In July 2015, a Polk County grand jury issued a report advocating that the Highlands Youth Academy, operated by G4S under contract with the DJJ, be closed. Calling the facility a “rip off” and “miserable failure,” the grand jury and Polk County Attorney Grady Judd cited Highlands’ many failings as the basis for their criticism.
Among those failings was a 2013 riot sparked by juvenile offenders’ bets over a basketball game. The disturbance led to a response consisting of more than 150 law enforcement personnel and resulted in 60 arrests, several injuries and hundreds of thousands of dollars in damage to the facility.

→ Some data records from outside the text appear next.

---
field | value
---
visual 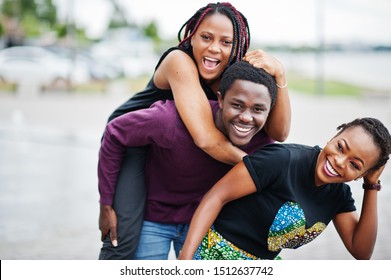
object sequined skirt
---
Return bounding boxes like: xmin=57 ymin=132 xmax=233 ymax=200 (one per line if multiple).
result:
xmin=193 ymin=228 xmax=259 ymax=260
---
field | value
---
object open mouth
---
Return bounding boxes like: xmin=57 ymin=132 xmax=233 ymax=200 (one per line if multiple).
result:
xmin=232 ymin=124 xmax=254 ymax=136
xmin=202 ymin=57 xmax=220 ymax=69
xmin=324 ymin=160 xmax=340 ymax=177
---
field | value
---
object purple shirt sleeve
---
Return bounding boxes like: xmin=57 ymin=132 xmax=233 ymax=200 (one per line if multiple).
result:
xmin=98 ymin=101 xmax=177 ymax=205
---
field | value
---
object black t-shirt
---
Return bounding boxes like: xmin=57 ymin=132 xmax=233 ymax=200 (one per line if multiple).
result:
xmin=108 ymin=47 xmax=217 ymax=121
xmin=214 ymin=144 xmax=356 ymax=259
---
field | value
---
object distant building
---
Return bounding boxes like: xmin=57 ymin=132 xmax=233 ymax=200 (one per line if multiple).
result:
xmin=91 ymin=28 xmax=158 ymax=78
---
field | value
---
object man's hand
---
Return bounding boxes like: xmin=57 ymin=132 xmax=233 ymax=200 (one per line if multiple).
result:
xmin=99 ymin=205 xmax=118 ymax=247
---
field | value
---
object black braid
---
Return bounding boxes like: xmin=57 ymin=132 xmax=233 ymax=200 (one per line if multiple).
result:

That was not the sole incident at Highlands. A few months following the riot, an adult felony offender who was being held at the facility escaped while G4S guards were occupied with yet another fight among juvenile prisoners.
As reported by a local ABC affiliate, Florida State’s Attorney Jerry Hill, discussing the grand jury report, noted that G4S only paid their guards eight to ten dollars per hour, while expecting to earn roughly $800,000 in profit from the facility’s contract.

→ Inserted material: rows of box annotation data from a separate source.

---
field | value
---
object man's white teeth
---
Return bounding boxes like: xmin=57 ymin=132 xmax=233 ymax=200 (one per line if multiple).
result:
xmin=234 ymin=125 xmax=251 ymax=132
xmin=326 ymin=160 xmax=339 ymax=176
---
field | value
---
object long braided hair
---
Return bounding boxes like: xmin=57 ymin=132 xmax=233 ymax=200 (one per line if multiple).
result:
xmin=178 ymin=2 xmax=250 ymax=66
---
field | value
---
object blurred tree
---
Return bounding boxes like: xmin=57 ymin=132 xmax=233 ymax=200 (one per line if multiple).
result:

In March 2016, the DJJ announced it would be severing its nearly 20-year relationship with Youth Services International, Inc. (YSI), canceling all of its contracts by the end of August last year.
As reported by the Huffington Post, YSI operated 10 percent of DJJ facilities at the time of the announcement; those contracts were worth approximately $100 million to the company. Yet despite its long-term relationship with the DJJ, YSI had a long history of abuses.
The DJJ’s decision to part ways with the company was reportedly instigated by a civil action filed by a YSI employee-turned-whistleblower. The whistleblower’s complaint alleged that YSI neglected juvenile offenders in its custody and deliberately fabricated records in order to influence its lucrative contracts with the state.
YSI has a long history of misconduct and problems in Florida, dating back to its initial contract to operate the Pahokee Youth Development Center in 1997 – where a judge found “physical and psychological conditions [bordering] upon child abuse.” Similarly, the YSI-managed Thompson Academy was the scene of malnutrition (with bugs being reported in the food) and sexual assaults perpetrated by guards, among other issues. At the YSI-operated Palm Beach Juvenile Correctional Facility a full third of male youths were reportedly sexually abused, while at the YSI-run Broward Academy for Girls, company staff deprived juvenile prisoners of food and hygiene items.
Sadly, the DJJ and its employees and contractors have a history of engaging in conduct that, if committed by members of the public, would constitute child abuse or neglect.